Modeling of Energy Management System for Fully Autonomous Vessels with Hybrid Renewable Energy Systems Using Nonlinear Model Predictive Control via Grey Wolf Optimization Algorithm

This study presents a multi-objective predictive energy management system (EMS) for optimizing hybrid renewable energy systems (HRES) in autonomous marine vessels. The objective is to minimize fuel consumption and emissions while maximizing renewable energy usage and pure-electric sailing durations. The EMS combines nonlinear model predictive control (NMPC) with metaheuristic optimizers—Grey Wolf Optimization (GWO) and Genetic Algorithm (GA)—and is benchmarked against a conventional rule-based (RB) method.

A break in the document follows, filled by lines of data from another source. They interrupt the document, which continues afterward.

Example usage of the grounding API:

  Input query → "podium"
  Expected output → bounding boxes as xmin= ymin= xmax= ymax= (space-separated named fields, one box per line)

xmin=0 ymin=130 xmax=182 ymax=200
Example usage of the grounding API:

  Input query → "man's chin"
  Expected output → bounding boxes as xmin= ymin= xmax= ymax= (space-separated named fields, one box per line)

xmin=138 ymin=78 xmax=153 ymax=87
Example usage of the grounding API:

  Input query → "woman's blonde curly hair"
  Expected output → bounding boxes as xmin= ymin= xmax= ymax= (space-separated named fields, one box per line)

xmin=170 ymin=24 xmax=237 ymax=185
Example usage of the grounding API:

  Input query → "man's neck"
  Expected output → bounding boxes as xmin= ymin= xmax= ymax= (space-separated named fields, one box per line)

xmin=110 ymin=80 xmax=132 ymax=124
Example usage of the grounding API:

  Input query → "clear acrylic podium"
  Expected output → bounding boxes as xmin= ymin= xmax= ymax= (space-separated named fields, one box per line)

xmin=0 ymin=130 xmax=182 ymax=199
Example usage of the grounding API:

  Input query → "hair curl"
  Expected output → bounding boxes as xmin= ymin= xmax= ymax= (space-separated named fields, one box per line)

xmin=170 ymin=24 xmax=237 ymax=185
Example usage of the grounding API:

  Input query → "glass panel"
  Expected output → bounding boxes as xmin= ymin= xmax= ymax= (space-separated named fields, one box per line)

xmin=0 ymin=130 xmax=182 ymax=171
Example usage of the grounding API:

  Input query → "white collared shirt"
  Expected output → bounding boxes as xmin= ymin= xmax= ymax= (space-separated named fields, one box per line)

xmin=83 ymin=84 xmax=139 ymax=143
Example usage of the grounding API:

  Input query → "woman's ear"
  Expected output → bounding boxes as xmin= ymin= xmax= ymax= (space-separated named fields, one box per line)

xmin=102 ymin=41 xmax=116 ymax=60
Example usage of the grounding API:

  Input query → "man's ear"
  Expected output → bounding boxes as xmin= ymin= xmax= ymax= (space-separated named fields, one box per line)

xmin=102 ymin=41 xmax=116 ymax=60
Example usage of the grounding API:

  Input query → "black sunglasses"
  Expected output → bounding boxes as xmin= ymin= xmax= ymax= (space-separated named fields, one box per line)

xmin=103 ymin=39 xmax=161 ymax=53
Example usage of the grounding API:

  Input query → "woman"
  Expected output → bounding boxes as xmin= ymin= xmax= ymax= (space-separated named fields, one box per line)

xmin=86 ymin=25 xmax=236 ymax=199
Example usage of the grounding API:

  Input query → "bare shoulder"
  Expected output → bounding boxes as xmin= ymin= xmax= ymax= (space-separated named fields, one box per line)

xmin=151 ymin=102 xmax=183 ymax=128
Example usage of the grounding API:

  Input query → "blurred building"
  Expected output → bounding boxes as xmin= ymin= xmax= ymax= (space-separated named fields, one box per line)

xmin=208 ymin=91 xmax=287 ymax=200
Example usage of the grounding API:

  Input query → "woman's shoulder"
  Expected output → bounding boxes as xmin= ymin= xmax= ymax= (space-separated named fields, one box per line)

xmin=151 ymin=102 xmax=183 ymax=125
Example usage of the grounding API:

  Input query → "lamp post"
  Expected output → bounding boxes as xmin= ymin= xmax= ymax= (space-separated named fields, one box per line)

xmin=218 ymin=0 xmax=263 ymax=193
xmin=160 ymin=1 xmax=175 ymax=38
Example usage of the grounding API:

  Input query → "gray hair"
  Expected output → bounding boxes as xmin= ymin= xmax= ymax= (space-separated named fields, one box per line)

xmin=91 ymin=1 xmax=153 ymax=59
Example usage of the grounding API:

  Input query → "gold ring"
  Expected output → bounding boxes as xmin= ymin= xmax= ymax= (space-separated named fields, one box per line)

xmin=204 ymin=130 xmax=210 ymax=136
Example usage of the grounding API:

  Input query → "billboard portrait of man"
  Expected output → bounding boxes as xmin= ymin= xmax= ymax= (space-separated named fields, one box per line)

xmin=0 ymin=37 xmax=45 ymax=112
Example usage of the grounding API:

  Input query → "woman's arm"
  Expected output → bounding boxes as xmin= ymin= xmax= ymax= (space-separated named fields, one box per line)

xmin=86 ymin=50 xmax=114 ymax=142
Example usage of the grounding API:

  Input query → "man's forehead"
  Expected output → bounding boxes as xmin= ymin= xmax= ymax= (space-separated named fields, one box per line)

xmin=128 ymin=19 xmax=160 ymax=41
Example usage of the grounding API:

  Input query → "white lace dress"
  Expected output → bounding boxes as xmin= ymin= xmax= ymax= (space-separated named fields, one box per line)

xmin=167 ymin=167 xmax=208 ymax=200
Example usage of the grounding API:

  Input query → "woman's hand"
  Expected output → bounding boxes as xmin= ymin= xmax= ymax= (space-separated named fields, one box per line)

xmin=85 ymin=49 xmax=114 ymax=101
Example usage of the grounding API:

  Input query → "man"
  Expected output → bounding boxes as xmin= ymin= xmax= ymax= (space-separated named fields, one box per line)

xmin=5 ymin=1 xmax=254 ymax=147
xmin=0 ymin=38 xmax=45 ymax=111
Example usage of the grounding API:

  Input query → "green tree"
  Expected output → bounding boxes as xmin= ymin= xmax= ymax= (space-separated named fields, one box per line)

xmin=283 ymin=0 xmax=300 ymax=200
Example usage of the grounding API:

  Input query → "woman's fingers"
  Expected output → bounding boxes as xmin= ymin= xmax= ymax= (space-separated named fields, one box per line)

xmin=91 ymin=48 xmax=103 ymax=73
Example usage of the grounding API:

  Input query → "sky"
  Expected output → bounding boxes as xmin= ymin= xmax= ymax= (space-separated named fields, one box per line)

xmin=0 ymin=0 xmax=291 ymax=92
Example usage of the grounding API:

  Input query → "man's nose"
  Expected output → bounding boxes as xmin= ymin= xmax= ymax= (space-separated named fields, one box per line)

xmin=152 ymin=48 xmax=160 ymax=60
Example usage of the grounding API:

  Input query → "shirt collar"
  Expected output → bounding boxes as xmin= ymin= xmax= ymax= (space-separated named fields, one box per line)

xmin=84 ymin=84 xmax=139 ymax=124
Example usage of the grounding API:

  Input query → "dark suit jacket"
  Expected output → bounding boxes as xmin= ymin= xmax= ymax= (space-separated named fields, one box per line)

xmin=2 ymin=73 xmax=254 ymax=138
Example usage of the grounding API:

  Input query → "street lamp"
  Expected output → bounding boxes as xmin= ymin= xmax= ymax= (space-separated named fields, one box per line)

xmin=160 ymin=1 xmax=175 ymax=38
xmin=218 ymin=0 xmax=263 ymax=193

The HRES architecture comprises photovoltaic arrays, vertical-axis wind turbines (VAWTs), diesel engines, generators, and a battery storage system. A ship dynamics model was used to represent propulsion power under realistic sea conditions. Simulations were conducted using real-world operational and environmental datasets, with state prediction enhanced by an Extended Kalman Filter (EKF). Performance is evaluated using marine-relevant indicators—fuel consumption; emissions; battery state of charge (SOC); and emission cost—and validated using standard regression metrics. The NMPC-GWO algorithm consistently outperformed both NMPC-GA and RB approaches, achieving high prediction accuracy and greater energy efficiency. These results confirm the reliability and optimization capability of predictive EMS frameworks in reducing emissions and operational costs in autonomous maritime operations.